Of the power mobility learning process, Morgan says, “We want it to be as effortless as possible. That’s not to say that a kid that starts with a switch isn’t going to end up using a joystick. Let’s (put) the switches in an array that’s like the movements of a joystick, so we start to train their arm to grade that control within that little space, and then see if we can transition them over to a joystick in the future.”
And switches really are problem-solvers for some drivers, Morgan says. She recalls a little girl she met at an Abilities Expo consumer show a few years ago.
“Her mom came to me and said the therapists have been working for years, trying to get her (daughter) to drive a power chair: ‘We know she wants to do it, and we feel like she can do it, but she’s always looking at her hand on the joystick. She doesn’t raise her head to see where she’s going.’”
“I said, ‘Have they used a head array?’ And she said no. I had one there, so we sat the girl in the chair and started with a single switch to the right and let her just experience stop and go, and cause and effect that way. I quickly saw she was totally understanding it. Then we added forward in the back pad, and she was doing two switches. And not long after, I added a third switch. She was driving completely independently through the Abilities Expo with a three-switch head array in a matter of 15 minutes.
“It’s those kind of kiddos that I think get missed. They get labeled as ‘They’re not going to be safe because they’re not watching where they’re going’ or whatever it might be. We’re just not doing a comprehensive assessment and using the technology that’s available to make them successful.”
Making Mobility Like Child’s Play
Ultimately, whether a chair employs a proportional or a switch device, the goal is to make the mobility system as easy as possible for the child to operate, our experts agreed.
There was also the belief that many times, the biggest obstacles in providing independent mobility to young children are not the disabilities the children might have, but instead, misconceptions among the adults around them.
“I consider every child I meet who is not independently mobile a candidate for power,” Kangas says. “That does not mean that I tell parents that the child should or could or would drive. I know that I can set up a system for a child to exhibit some form of independence.”

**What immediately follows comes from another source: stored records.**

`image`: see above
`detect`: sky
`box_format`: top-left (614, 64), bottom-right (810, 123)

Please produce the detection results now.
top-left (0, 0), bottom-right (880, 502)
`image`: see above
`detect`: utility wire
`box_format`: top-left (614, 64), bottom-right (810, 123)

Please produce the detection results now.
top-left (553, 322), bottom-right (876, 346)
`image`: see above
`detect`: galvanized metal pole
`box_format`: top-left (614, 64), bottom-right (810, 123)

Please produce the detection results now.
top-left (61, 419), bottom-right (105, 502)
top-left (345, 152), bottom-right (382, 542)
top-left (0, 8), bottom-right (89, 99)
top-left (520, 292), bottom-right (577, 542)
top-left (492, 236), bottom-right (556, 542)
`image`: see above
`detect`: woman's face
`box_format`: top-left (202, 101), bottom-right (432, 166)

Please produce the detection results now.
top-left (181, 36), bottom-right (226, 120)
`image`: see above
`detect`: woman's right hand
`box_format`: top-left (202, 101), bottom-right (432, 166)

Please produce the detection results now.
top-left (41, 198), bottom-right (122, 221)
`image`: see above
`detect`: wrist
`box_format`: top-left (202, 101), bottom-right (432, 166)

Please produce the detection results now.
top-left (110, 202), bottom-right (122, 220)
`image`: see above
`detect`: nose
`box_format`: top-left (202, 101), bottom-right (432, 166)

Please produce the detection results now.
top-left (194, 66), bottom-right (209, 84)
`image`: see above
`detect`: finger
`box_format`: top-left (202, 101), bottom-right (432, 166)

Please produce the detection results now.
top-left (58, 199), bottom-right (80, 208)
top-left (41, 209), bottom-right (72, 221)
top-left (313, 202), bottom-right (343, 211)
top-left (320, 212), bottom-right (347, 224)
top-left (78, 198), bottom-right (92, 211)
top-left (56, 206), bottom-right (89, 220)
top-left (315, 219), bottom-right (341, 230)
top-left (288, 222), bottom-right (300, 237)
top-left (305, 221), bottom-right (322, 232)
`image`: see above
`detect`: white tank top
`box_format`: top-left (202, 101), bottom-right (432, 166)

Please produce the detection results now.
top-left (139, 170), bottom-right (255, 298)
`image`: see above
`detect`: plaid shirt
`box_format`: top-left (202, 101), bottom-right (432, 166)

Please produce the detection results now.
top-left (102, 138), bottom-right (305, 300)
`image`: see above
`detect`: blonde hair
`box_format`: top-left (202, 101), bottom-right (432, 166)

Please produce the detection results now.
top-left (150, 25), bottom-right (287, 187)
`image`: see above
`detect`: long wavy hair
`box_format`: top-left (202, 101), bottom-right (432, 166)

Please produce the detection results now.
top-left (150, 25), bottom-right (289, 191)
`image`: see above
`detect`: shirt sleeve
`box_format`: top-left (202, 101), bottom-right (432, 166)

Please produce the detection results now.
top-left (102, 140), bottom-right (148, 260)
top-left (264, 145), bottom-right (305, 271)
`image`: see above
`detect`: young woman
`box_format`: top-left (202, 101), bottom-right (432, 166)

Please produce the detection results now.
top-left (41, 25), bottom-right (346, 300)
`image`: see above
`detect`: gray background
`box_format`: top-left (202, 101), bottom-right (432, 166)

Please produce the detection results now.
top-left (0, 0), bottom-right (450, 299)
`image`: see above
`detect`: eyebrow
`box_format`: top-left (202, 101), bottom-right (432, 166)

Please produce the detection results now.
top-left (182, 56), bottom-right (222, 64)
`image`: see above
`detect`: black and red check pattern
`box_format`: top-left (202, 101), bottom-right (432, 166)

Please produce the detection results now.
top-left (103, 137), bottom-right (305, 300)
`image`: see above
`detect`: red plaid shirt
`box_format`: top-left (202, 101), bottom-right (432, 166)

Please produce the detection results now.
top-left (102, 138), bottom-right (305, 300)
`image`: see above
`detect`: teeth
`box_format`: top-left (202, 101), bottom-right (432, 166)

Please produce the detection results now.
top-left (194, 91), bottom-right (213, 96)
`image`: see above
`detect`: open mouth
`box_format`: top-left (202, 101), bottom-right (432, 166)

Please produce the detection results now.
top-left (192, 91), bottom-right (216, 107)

“They can be more intuitive about technology than we are sometimes,” Ligi says. “Sometimes the door is shut before they even have a chance.”
Says Morgan, “I think insurance companies are still having a difficult time funding kids that are what I like to call ‘marginally independent,’ meaning they’re developing and learning from the chair, but some insurances and Medicaids want them to be totally independent. And we know children are not totally independent; they’re always supervised.
“We have very high expectations, and unachievable, unattainable expectations for these little children that are just learning the world. We haven’t associated power mobility with the normal walking sequences. It’s definitely going to take some time for that type of mentality and change to happen in our industry and the therapeutic world. I think we should continue to push for that to happen.”